By Stan Deresinski, MD, FACP, FIDSA

Clinical Professor of Medicine, Stanford University

SYNOPSIS: Quinacrine is highly effective in the treatment of giardiasis that is recalcitrant to initial therapy with other agents, but patients must be warned about neuropsychiatric effects.

SOURCES: Neumayr A, Schunk M, Theunissen C, et al. Efficacy and tolerability of quinacrine monotherapy and albendazole plus chloroquine combination therapy in nitroimidazole-refractory giardiasis: A TropNet study. Clin Infect Dis 2021; Jun 11:ciab513. doi: 10.1093/cid/ciab513. [Online ahead of print].

Ydsten KA, Hellgren U, Asgeirsson H. Quinacrine treatment of nitroimidazole-refractory giardiasis. J Infect Dis 2021; May 24:jiab287. doi: 10.1093/infdis/jiab287. [Online ahead of print].

In a prospective, open-label, non-randomized study at four European travel clinics belonging to the TropNet group, Neumayr and colleagues evaluated the outcomes of two different treatment regimens in patients with giardiasis who had failed one or more 5-nitroimidazole treatment courses. The patients, 57% of whom had acquired their infection in India, then were treated for five days with either quinacrine alone (100 mg three times daily) or the combination of albendazole (400 mg twice daily) plus chloroquine (155 mg twice daily). The choice of treatment was based on local availability of the drugs.

Among those for whom the data were available, monotherapy with quinacrine was associated with clinical cure in 59/72 (81%) and parasitological cure in 56/56 (100%). The combination of albendazole and chloroquine, in contrast, yielded clinical cure in 12/33 (36%) and parasitological cure in 12/25 (48%). In addition, clinical cure was achieved in all nine patients treated with quinacrine who had failed the combination therapy. Mild-to-moderate treatment-related adverse effects occurred in 45% of quinacrine and 30% of combination therapy recipients. One patient given quinacrine developed severe neuropsychiatric symptoms after his fourth day of treatment that led to a brief hospitalization and then completely resolved. One quinacrine recipient developed acute kidney injury, but this was judged to be due to dehydration resulting from diarrhea from giardiasis.

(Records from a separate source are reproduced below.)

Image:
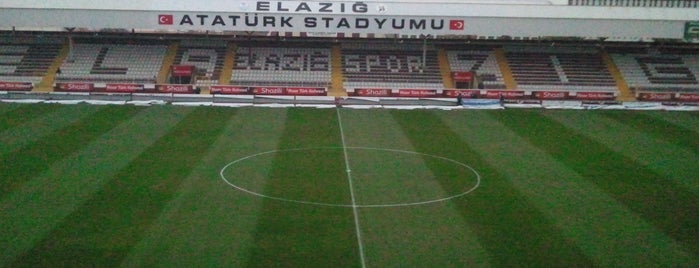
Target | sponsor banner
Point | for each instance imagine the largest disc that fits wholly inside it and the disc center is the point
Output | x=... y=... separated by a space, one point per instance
x=595 y=96
x=417 y=93
x=466 y=94
x=233 y=90
x=688 y=97
x=182 y=70
x=508 y=94
x=373 y=92
x=123 y=88
x=551 y=95
x=16 y=86
x=462 y=76
x=655 y=96
x=76 y=87
x=267 y=90
x=306 y=91
x=175 y=88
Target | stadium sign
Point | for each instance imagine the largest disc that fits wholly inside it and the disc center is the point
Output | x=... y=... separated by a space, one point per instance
x=308 y=23
x=309 y=7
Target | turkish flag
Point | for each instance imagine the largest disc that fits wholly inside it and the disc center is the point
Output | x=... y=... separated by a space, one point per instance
x=456 y=24
x=165 y=19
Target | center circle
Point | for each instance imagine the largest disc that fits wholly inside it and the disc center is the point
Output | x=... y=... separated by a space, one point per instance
x=363 y=162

Separately, Ydsten and colleagues at the Karolinska University Hospital retrospectively examined the records of 87 patients who had failed two courses of treatment of giardiasis; 54 patients (62%) had traveled to India. Of the 87 patients, 54 (62%) had been given quinacrine (two in combination with metronidazole) in a dose of 100 mg three times daily — most for five to seven days. After treatment, six (12%) patients had symptom persistence, while parasitological efficacy was 94%. Repeat quinacrine treatment was effective in each of the three patients who had failed their initial course. After quinacrine, the second most frequent regimen administered to patients who had failed nitroimidazole therapy was albendazole plus metronidazole, which had a 57% failure rate among the 37 patients for whom follow-up samples were available. Among the quinacrine recipients, there were no serious adverse events among seven patients with a prior diagnosis of psychiatric disorder, although one patient, in addition to headache and gastrointestinal complaints, transiently felt distracted.


Literature suggests that the frequency of treatment failure of giardiasis with 5-nitroimidazoles, such as metronidazole, appears to be increasing. Furthermore, evidence points to India being a source of many infections recalcitrant to treatment with those agents.

The Centers for Disease Control and Prevention states that effective treatments for initial treatment of giardiasis include metronidazole, tinidazole, and nitazoxanide, and that others include paromomycin, quinacrine, and furazolidone.1 For treatment failures, they recommend considering combination therapy, but they do not recommend specific agents. A recent review of refractory disease points out that no randomized controlled trials addressing this problem have been performed in a quarter of a century. Based on the available information, they state that quinacrine is effective, but warn that side effects may limit its use.

Because of their design, the studies presented here cannot be considered to provide high-quality evidence. Neither was randomized, and one was retrospective. In the other, although it was prospective, treatment assignment was based on availability of the therapeutic agents. Nonetheless, the results clearly indicate that quinacrine is a highly effective agent in the treatment of giardiasis refractory to other treatments. One serious adverse event, a neuropsychiatric disturbance, occurred in 126 patients given quinacrine in the two studies, and this resolved with drug discontinuation.

That is the good news about quinacrine. The bad news is that quinacrine is available in the United States only through compounding pharmacies. 


  1. Centers for Disease Control and Prevention. Parasites – Giardia. Diagnosis and treatment information for medical professionals.
  2. Mørch K, Hanevik K. Giardiasis treatment: An update with a focus on refractory disease. Curr Opin Infect Dis 2020;33:355-364.